The answer may very well come from understanding that the skin matrix is in charge of the skin's mechanical properties, including firmness, strength, suppleness, and elasticity. Stretch marks are tears in a skin matrix altered by atrophy, a condition characterized by exactly the contrary of those just mentioned. Yes, skin affected by stretch marks is characterized by thinning, weakness, roughness, sagging, stiffness and decrease in the size of tissues, diminished cellular proliferation, and decreased function, also called atrophia.

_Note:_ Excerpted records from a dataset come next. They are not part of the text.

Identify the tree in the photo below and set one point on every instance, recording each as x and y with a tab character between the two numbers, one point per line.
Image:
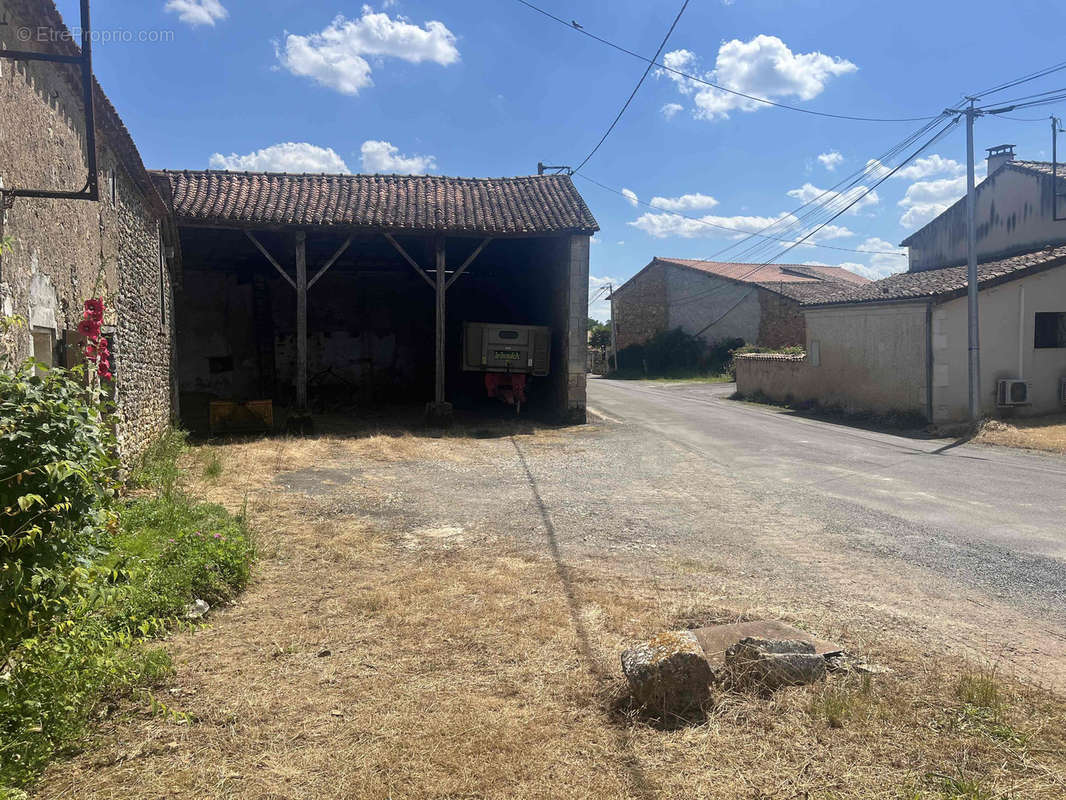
599	335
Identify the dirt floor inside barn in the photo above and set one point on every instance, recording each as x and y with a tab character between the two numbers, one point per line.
440	616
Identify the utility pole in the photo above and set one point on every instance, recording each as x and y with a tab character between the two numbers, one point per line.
614	329
971	264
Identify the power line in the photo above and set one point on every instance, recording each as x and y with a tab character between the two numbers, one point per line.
839	188
703	294
639	84
892	172
571	26
724	227
1022	79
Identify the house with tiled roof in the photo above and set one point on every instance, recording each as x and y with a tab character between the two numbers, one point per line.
717	301
329	291
901	344
1019	207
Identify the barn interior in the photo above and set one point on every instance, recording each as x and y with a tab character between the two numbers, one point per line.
370	318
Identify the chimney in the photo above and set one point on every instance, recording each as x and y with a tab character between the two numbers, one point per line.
999	156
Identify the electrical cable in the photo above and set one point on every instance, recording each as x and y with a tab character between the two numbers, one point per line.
579	29
638	86
721	227
1022	79
700	296
838	190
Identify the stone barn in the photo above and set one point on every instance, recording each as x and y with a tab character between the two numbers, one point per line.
717	301
80	222
348	291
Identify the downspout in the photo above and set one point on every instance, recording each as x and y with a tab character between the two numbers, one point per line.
1021	332
929	362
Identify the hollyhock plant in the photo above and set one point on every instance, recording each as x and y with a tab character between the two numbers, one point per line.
97	350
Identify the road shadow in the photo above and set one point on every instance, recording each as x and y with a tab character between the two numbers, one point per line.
404	420
642	787
906	425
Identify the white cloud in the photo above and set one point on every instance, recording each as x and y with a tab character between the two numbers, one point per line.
764	67
671	109
666	225
197	12
876	170
684	203
830	160
930	165
383	157
834	201
601	308
881	264
925	200
335	57
296	157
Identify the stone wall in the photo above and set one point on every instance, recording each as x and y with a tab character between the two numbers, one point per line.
664	297
859	358
577	329
780	321
67	251
777	377
640	307
710	306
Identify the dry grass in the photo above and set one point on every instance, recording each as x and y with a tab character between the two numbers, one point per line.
1042	433
370	661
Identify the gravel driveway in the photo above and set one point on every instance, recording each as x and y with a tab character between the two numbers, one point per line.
869	534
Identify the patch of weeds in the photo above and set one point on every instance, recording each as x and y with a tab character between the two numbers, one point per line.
212	466
959	787
99	611
178	550
158	467
982	689
838	703
984	709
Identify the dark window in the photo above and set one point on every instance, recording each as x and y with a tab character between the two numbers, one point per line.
162	281
220	364
1050	330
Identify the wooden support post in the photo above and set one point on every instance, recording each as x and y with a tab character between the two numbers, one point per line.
441	286
301	321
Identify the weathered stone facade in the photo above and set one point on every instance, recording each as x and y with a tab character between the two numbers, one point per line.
64	252
665	296
640	306
780	321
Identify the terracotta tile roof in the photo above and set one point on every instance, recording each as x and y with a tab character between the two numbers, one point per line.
1043	168
543	204
796	281
947	283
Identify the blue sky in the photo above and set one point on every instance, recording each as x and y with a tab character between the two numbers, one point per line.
488	88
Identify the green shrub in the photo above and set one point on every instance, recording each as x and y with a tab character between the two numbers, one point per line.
57	485
87	582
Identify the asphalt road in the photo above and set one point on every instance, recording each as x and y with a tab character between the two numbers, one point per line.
966	542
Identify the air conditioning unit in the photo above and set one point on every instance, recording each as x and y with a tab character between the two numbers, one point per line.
1010	392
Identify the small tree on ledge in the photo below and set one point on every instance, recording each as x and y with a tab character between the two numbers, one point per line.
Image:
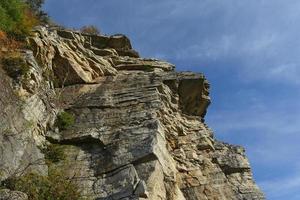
90	29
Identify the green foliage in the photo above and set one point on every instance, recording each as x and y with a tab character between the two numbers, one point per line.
65	120
16	18
55	186
91	29
54	153
15	66
36	8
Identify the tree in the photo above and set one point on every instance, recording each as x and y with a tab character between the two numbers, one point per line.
90	29
16	18
36	8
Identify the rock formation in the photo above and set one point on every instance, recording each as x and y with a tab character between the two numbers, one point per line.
139	130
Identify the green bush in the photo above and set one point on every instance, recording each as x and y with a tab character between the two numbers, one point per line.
54	153
65	120
55	186
16	18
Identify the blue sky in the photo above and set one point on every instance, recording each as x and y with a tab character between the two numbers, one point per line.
249	51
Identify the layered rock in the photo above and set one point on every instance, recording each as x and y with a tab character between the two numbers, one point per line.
139	129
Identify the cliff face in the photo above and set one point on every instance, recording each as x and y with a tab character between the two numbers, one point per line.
139	130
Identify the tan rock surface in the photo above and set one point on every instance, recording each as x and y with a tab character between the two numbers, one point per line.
139	129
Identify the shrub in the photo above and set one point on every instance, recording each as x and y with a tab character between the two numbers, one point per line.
90	30
55	186
16	18
54	153
65	120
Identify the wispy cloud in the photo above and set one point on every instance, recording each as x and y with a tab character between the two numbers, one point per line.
283	188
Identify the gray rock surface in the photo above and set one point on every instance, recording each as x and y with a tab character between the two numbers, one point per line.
139	130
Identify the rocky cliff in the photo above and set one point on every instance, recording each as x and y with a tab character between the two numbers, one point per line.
138	130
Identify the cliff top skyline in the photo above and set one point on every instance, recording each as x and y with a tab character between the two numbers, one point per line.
247	50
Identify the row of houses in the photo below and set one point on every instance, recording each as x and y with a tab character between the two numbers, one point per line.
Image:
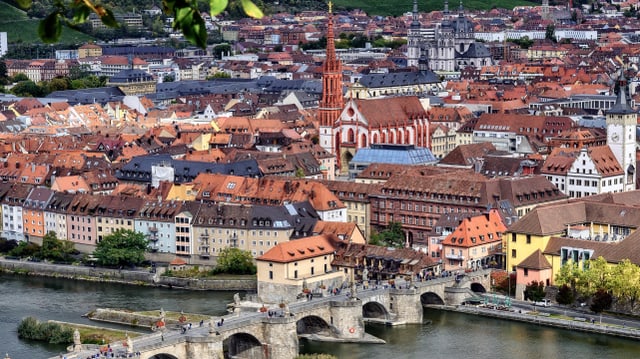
188	228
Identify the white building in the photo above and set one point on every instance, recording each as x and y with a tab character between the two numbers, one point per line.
3	44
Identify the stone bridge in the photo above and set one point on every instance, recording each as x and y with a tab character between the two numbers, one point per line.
342	317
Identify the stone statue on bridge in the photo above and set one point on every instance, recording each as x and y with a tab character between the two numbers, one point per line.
129	343
77	343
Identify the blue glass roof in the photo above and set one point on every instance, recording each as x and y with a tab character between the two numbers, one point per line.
394	154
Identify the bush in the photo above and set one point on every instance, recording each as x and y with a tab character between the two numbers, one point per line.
53	333
565	295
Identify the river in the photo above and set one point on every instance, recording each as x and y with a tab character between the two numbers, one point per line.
448	335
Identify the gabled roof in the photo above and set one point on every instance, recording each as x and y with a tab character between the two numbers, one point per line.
476	231
300	249
535	261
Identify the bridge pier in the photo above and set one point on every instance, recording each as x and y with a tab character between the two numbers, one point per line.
281	339
346	317
406	305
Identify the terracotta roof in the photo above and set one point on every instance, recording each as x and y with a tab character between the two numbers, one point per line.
299	249
553	219
612	252
382	111
535	261
178	262
478	230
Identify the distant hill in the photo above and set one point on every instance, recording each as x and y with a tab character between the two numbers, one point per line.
399	7
20	28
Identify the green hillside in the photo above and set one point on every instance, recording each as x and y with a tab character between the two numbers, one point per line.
20	28
398	7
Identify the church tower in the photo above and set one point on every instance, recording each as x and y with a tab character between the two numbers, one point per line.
332	101
621	134
413	38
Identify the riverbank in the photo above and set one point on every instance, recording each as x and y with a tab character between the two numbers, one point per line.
123	276
578	323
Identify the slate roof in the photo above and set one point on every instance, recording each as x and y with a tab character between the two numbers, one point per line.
139	168
475	50
399	79
131	76
553	219
394	154
88	96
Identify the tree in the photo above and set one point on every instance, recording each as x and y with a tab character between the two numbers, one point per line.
55	249
25	249
28	89
534	291
570	275
4	78
20	77
601	301
595	277
565	295
187	16
392	236
123	247
235	261
624	283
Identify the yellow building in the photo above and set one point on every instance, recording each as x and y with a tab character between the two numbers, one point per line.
114	213
355	196
133	82
290	268
603	225
89	50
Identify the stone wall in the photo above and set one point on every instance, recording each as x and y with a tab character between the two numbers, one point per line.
137	277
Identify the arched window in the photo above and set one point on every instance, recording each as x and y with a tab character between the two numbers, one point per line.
351	136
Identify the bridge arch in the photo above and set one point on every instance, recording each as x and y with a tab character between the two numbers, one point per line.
374	310
478	287
312	324
243	345
431	298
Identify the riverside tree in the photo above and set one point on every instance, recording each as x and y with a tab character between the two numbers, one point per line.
392	236
235	261
54	249
123	247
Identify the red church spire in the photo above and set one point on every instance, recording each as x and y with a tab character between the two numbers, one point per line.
332	100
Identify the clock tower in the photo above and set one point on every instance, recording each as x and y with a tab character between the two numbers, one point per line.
621	134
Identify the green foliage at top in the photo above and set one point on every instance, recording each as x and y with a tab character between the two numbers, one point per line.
235	261
392	236
186	14
621	281
565	295
534	291
21	28
25	249
121	248
399	7
53	333
601	301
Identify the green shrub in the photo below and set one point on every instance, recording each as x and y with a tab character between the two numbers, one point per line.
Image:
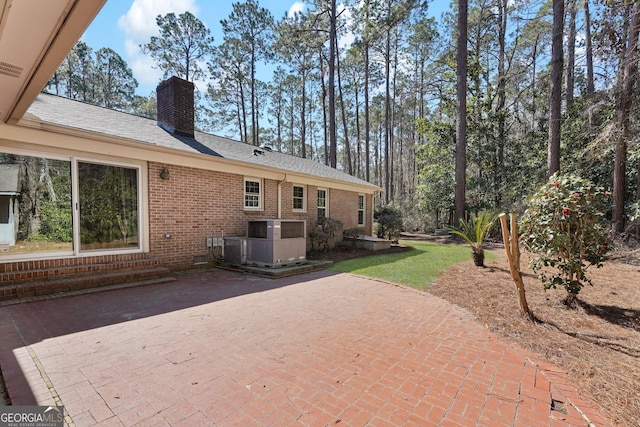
389	219
474	232
563	228
322	237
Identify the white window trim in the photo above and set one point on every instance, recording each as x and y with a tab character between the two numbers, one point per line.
76	252
260	195
326	201
363	210
304	198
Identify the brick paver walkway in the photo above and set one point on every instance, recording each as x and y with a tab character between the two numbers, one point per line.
221	348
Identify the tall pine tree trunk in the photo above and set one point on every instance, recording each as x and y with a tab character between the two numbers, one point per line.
555	103
589	54
571	53
624	111
333	139
461	113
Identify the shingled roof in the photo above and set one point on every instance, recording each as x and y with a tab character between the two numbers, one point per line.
78	115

The skin matrix is a valued resource which is produced and consumed quite often during our lives. On one hand, skin matrix is regularly synthesized by fibroblasts. On the other hand, if it is damaged, malformed or worn out, skin matrix -particularly the structural proteins collagen and elastin- is broken down into particles by collagenase and gelatinase enzymes, also called matrix metalloproteinases (MMP) and then recycled. By digesting or chopping up key matrix proteins, such as collagen and elastin, MMP enzymes play an underappreciated yet critical role in skin physiology.

In healthy or youthful skin, the degradation and biological synthesis of the matrix are in balance: damaged or disfunctional matrix is degraded while the deficit is replenished by the progressing biosynthesis. Unfortunately, this difficult balance gets disrupted because of hormonal imbalances, malnutrition, or as we age, too little of the matrix is synthesized and too much is degraded. As with any supply-demand imbalance, it can be improved by either increasing supply (boosting biosynthesis of the matrix) or reducing demand (inhibiting the breakdown).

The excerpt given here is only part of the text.